Un autre extrait est encore plus révélateur. Il provient d'un rapport adressé par le responsable de la santé publique de l'oblast au secrétaire du Comité central de Lviv : "On constate une hausse brutale du nombre de personnes en transit, qui arrivent à Lviv à bord de trains de marchandises. Dans la nuit du 20 mars 1947, plus de 2 500 d'entre eux étaient rassemblés à la gare de Lviv. Tous ces gens campaient sur la place de la Gare. [Ils constituent] une menace et risquent de répandre le typhus. La majorité des spéculateurs sont infestés de poux ... il y a des femmes et des enfants. [...] Compte tenu de leur nombre croissant, il devient urgent de leur interdire temporairement de quitter l'ouest de l'Ukraine."
Mais beaucoup ne pouvaient plus bouger, ils étaient épuisés et malades, et nombre d'entre eux sont morts. A partir de 2005, nous avons procédé à des fouilles, et nous avons mis au jour leurs restes. La majorité était des hommes, plusieurs avaient été tués d'une balle dans le crâne. Un examen balistique a montré qu'ils avaient été abattus alors qu'ils gisaient, prostrés. Selon nous, ils ont dû jeter les morts et les mourants dans des fosses, et ils ont sans doute achevé à coups de pistolet ceux qui vivaient encore.

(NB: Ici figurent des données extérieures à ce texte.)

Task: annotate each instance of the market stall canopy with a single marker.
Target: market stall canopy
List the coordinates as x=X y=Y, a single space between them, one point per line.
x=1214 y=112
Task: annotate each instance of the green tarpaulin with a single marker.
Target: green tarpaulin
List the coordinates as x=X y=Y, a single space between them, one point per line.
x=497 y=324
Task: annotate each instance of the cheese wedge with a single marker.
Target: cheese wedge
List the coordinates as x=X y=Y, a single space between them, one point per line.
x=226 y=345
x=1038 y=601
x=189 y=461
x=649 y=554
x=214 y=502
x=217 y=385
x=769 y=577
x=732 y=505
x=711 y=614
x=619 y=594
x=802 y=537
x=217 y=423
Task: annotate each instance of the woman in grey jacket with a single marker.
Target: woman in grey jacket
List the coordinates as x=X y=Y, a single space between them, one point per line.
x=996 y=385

En 1946-1947, l'armée a commencé à enterrer les cadavres à l'extérieur de la ville. Nous connaissons les noms des victimes. Dix-huit pour cent d'entre elles étaient accusés d'avoir des liens avec l'OUN et l'UPA [l'Armée insurrectionnelle ukrainienne, les partisans nationalistes], les autres étaient des civils, des gens arrêtés pour spéculation (toute vente privée était considérée comme de la spéculation), travail au noir ou incapacité à atteindre les quotas. Par exemple, un homme avait mélangé du sable à sa récolte parce qu'il n'avait pas de quoi atteindre la quantité fixée par les autorités. Il a été pris, condamné à sept ans de prison, et finalement exécuté.
Nous sommes là en présence d'actes sauvages et barbares, car parmi les victimes se trouvaient des adolescents et des enfants. Il ne s'agissait pas d'opérations contre l'OUN et l'UPA, mais de la destruction des populations civiles. Selon certaines estimations, l'Holodomor de 1946-1947 aurait coûté la vie à près de 900 000 personnes.